«Встал и побежал, — повторил Лин. — Капля ночи в звезде, третий луч, на солнце — усилить, против солнца — ослабить. Вперед».
В ушах бил набат, перекрывая вопли заживо горящих людей, сухо трещали выстрелы, под закрытыми веками плыло огненное марево. Смрад выжигаемых трущоб скручивал внутренности в узел, каждый вздох приходилось вталкивать в себя осознанным усилием. А воздух был чистым, и тихие шаги отчетливо слышались, заглушая и вопли, и взрывы, и рев пожара.

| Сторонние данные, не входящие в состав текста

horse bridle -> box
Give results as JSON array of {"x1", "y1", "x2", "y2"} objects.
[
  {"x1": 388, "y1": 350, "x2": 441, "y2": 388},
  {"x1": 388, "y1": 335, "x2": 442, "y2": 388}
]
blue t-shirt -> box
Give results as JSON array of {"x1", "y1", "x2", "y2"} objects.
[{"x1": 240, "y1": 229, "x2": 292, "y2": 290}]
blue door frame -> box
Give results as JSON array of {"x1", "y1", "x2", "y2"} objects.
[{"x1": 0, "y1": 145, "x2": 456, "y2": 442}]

Шаг, второй, третий, поймать силовую линию, она приведет, еще шаг, еще, стена, капля ночи в звезде — черный огонь в серебряном сиянии, видимый не глазами, глаза закрыты, и не разумом, разум занят видениями, а шестым, седьмым, десятым чувством. Подхватить за кончик третий луч, крутануть до упора влево, как выворачиваешь руль, уходя от неизбежного столкновения.

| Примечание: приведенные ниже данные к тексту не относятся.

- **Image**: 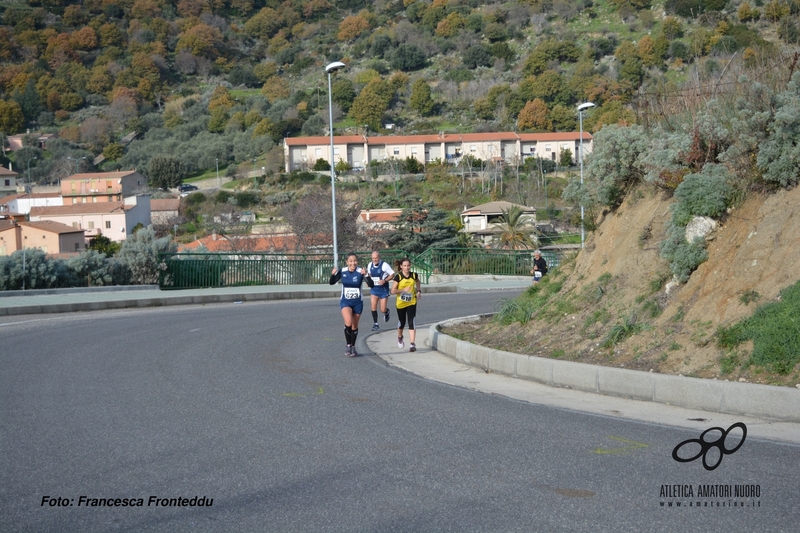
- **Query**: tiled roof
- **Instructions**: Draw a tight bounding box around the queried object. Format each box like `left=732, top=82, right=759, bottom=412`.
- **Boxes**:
left=19, top=220, right=84, bottom=235
left=31, top=202, right=126, bottom=216
left=61, top=170, right=136, bottom=182
left=150, top=198, right=181, bottom=212
left=461, top=201, right=536, bottom=215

Лин открыл глаза, придя в себя от тишины — внутренней, особенной тишины, когда не то что чужих, даже собственных мыслей не слышишь. Он стоял у стены, положив ладонь на тусклый серебристый рисунок. Тусклый? Отчего-то Лин был уверен, что мгновение назад серебряные линии полыхали нестерпимо ярко, ограняя и ограждая столь же нестерпимый сгусток тьмы. Наполняющая храм агрессивная сила не уходила, нет — засыпала, уступая место чему-то иному, тихому, вкрадчиво-ласковому, как шепот прибоя в полный штиль.